Usually, the visceral edema constantly present in these patients as well as the packing of different regions makes closing the abdomen impossible. This is why temporary closure is required. It can be accomplished in many ways, either by rapidly closing the tegument (towel clips) but this is still risky, or more likely by means of Bogota–bag method or various vacuum packs, meshes, each with their own specific advantages and disadvantages. These methods allow the avoidance of compartment syndrome, a frequent complication of severe trauma, and also make the final procedure easier to accomplish. Due to the similar results of various methods, we prefer the Bogota–bag method and, especially the vacuum–pack for its low cost and ease of usage. It was introduced over 30 years ago by a Columbian surgeon (G. Landoni) as a temporary abdomen–closing method. It is accomplished by using a sterile urinary bag, tailored on the spot to the dimensions of the parietal defect. It is then sutured with a continuous suture to the edges of the skin, and not to the fascia to preserve as much of the latter as possible for the definitive procedure. There are other options already mentioned, such as the vacuum pack, which entails placing a sheet over the intestines, then 2 sterile fields and 2 drains with a little suction, over which an adhesive foil is placed. Others use absorbable meshes or PTFE but without notable advantages, at a greatly increased cost and with an increased likelihood of intestinal fistula. Generally, the fluid losses of an open abdomen can be quite large and, with some of the mentioned methods difficult to control. Volemic resuscitation must take them into account. It seems that vacuum–pack is the most acceptable method used in practice.
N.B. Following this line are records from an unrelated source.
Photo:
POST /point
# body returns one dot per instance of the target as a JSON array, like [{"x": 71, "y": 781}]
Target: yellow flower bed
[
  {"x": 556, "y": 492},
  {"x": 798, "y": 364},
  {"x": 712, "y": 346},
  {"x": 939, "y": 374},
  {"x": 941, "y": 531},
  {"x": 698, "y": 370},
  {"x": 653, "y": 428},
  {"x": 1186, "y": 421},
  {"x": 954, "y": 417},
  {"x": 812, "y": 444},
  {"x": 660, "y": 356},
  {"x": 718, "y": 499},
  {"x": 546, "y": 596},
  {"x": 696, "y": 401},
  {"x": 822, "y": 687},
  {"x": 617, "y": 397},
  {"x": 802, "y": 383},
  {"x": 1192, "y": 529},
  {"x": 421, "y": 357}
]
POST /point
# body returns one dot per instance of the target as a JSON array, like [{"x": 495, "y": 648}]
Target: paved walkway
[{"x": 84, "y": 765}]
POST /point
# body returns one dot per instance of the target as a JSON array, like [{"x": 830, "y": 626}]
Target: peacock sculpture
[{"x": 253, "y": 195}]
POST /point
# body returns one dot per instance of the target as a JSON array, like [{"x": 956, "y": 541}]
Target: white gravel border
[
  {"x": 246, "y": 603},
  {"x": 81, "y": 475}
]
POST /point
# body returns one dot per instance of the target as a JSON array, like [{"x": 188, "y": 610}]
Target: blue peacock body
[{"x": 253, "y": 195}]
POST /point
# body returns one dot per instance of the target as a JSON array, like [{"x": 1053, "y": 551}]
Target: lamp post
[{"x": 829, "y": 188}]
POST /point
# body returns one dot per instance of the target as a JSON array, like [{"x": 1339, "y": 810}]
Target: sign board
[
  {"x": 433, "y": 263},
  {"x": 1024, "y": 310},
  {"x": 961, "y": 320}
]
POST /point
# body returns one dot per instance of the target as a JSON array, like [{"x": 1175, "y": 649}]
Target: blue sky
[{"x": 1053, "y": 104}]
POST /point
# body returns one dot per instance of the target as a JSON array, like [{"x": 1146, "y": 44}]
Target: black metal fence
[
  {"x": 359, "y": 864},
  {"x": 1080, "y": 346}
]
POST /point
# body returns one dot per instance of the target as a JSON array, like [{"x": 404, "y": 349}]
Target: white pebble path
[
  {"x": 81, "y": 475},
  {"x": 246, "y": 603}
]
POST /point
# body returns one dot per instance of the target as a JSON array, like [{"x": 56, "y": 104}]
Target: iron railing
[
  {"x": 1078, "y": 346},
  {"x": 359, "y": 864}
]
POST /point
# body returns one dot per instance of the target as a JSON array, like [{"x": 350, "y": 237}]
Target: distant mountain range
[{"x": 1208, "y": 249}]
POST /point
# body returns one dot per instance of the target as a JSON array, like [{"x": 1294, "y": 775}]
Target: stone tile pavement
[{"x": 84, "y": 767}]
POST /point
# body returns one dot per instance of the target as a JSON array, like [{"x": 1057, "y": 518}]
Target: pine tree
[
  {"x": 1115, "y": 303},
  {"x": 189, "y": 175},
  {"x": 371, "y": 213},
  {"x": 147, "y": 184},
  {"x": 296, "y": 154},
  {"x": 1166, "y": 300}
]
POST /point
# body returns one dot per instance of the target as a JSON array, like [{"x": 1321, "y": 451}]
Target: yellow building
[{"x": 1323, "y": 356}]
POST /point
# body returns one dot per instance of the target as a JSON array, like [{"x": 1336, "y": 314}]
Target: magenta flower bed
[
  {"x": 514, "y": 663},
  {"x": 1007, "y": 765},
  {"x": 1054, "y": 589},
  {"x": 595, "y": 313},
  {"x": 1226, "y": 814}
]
The definitive procedure will be performed 36–48–72 hours after the patient has been treated in the ICU. During this time, hypothermia, hipocoagulability and acidosis are corrected, and the respiratory status must be well addressed. The goal is to restore the proper physiological balance. Sometimes uncontrolled bleeding prompts the second procedure, but in general, the purpose of the programmed second intervention is to finalise repairing of vital organs and, if possible closing definitively the abdominal wall, which is not always the case.

Using damage–control surgery has increased the survival rate for previously low-chance polytrauma patients up to 50–70%. This increase has not been without its price. Higher morbidity is to be accepted due to an increase in multiple system organ failures, septic complications (abdominal abscesses) and abdominal wall problems (incisional hernia, wound dehiscence).In the end, we can conclude that:

  • Damage–control surgery is a psysiological and not anatomical approach to a major problem–the severe polytrauma.

  • Damage–control surgery is not desperate surgery, even if it saves the patient life. The decision to perform damage–control must be taken before the patient is irreversibly degraded.

  • Intensive care is an important stage of damage–control and it's result depends heavily on the correction of the above–mentioned disturbances.

  • Damage–control approach is not risk–free, but offers the chance of survival in critical situations, as long as the decision to act is made before the patient's resources are exhausted.